To His All Holiness Bartholomew from Francesco Bartolomeo Rastrelli. Ukrainian President Petro Poroshenko has tabled in the Verkhovna Rada a bill that proposes transferring St. Andrew’s Church in Kyiv to permanent use by the Ecumenical Patriarch. If that happens, then it will be a temple, a residence, a stauropegic monastery for the Ecumenical Patriarch, as indicated in the communique of the Holy Synod of the Ecumenical Patriarchate of Constantinople. What is known about the temple in which Greek worship songs will soon be heard and the hierarchs and clergy of the Ecumenical Patriarchate will hold church services?
- The temple was built on the slope of the Old Kyiv plateau, which served as a kind of natural pedestal for the church. According to the chronicle of Nestor of the Chronicler, Saint Andrew the Apostle came to Kyiv in those distant times. He climbed the mountain and predicted that here, on the mountains of Kyiv, “the grace of God will shine, a great city will grow, and God will put up many churches.” And he put up a cross on the mountain to commemorate his words.
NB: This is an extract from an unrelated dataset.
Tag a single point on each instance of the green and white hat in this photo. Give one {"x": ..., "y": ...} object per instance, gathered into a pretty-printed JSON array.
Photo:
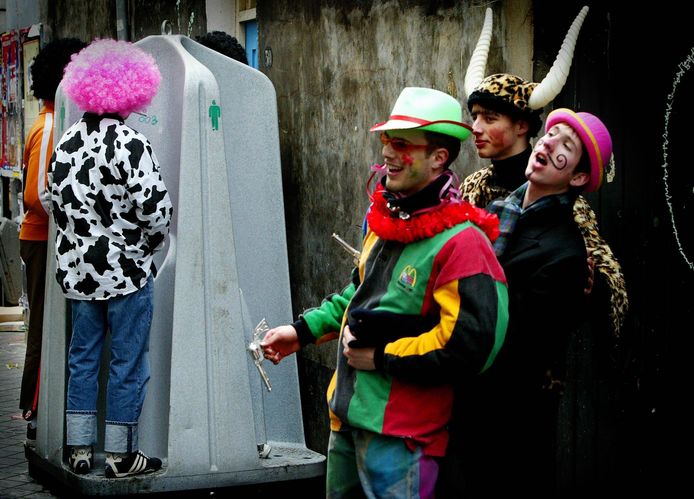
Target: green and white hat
[{"x": 426, "y": 109}]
- Senior court architect Francesco Bartolomeo Rastrelli was tasked with designing St. Andrew’s Church. The church is often called a “swan song” of Bartolomeo Rastrelli. It was built in the Baroque style during 1747-1762. It preserved its architectural forms and interior decoration, which is an example of Baroque church interiors. The main shrines of the church are a part of the holy relics of Andrew the Apostle, brought from Italy, and the Gospel in a precious ornament – a gift from Emperor Alexander.
- St. Andrew’s Church is 50 meters high.
- The world society added St. Andrew’s Church to the catalog “1000 Wonders of the World. Mankind Treasures of Five Continents,” which was published in Germany in 2002. It was also proposed to inscribe it on in the UNESCO World Heritage List.
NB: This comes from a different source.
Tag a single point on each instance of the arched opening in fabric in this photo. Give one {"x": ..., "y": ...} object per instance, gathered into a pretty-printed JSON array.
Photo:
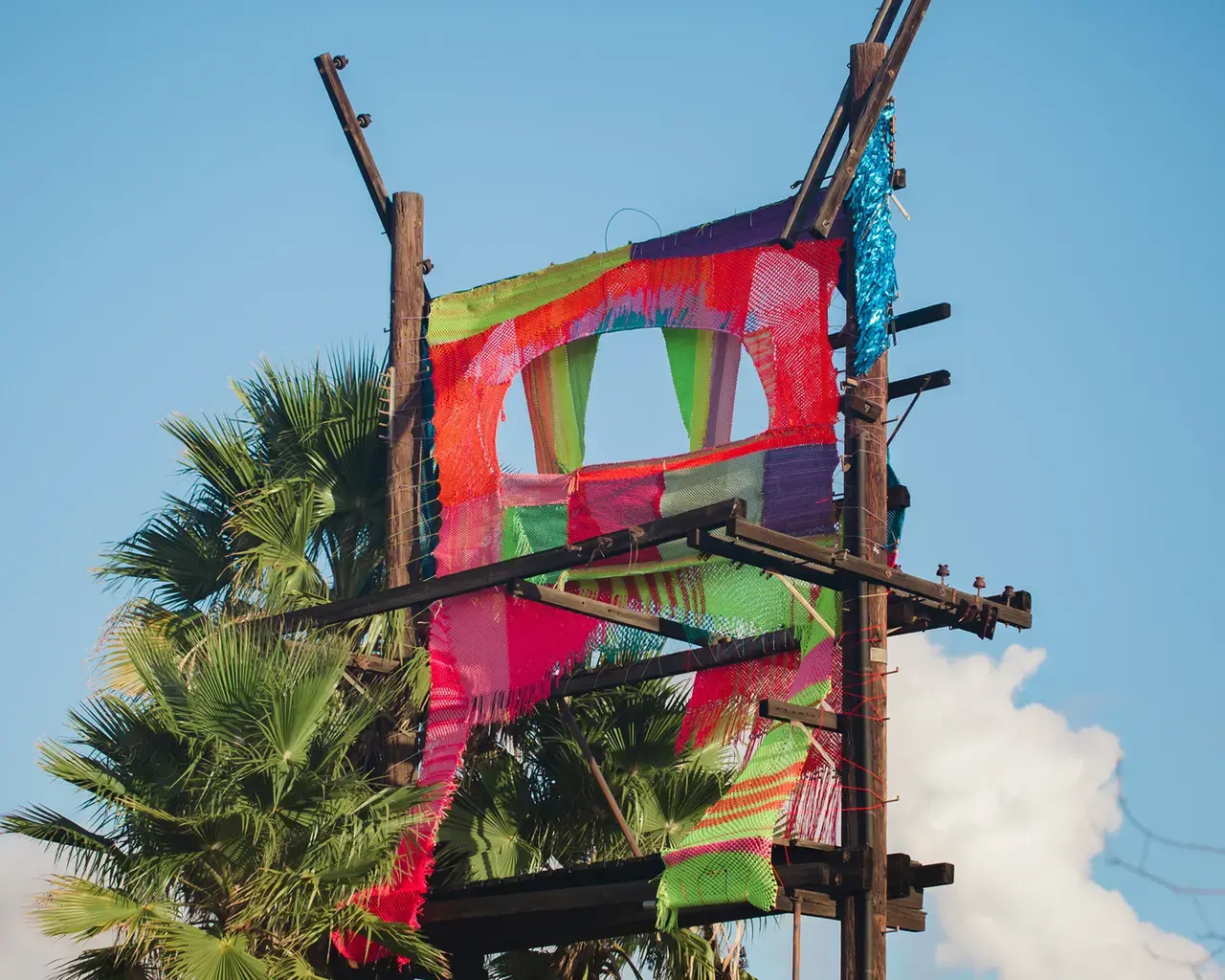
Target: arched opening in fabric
[{"x": 651, "y": 393}]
- Since 1949, the stylobate of the temple was home to the Kyiv seminary (closed in 1960), and the temple itself housed the relics of the Holy Great Martyr Varvara. Soon after the closure of the seminary, the church was also closed, under the pretext of an “emergency state” (the Holy Varvara’s relics were transferred to St. Volodymyr’s Cathedral).
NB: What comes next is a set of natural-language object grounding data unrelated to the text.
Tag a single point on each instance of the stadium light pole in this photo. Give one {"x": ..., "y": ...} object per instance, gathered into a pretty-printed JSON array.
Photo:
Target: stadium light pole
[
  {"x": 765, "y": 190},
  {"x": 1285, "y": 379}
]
- The basement of St. Andrew’s Church served as a residence of a famous legendary personality – holy fool Ivan Bosoy (Rastorguev). This is the first holy fool in Kyiv who was engaged in patronage. The alms collected by Ivan Bosoy sufficed for the maintenance of a charity shelter for three hundred people, who were provided with medical aid and received clothes and shoes.
- The scene of the marriage of movie characters Pronya Prokopyvna and Svirid Golokhvastov was shot at the steps of St. Andrew’s Church.
- Father Mykola (Kapshuchenko), the father of famous artist Raisa Okipna, was the dean of St. Andrew’s Church in the 1950s.
- Future Patriarch Mstyslav (Skrypnyk) was ordained a bishop of Pereyaslav at St. Andrew’s Church on May 14, 1942. He also held church services during his stay in Ukraine in 1990-1992. St. Andrew’s Church was supposed to be the church of the royal family. In modern times it was the temple of the Ukrainian Autocephalous Orthodox Church (UAOC). Therefore, there is symbolism in the fact that now it should be the temple of the first hierarch who will grant autocephaly to Ukraine.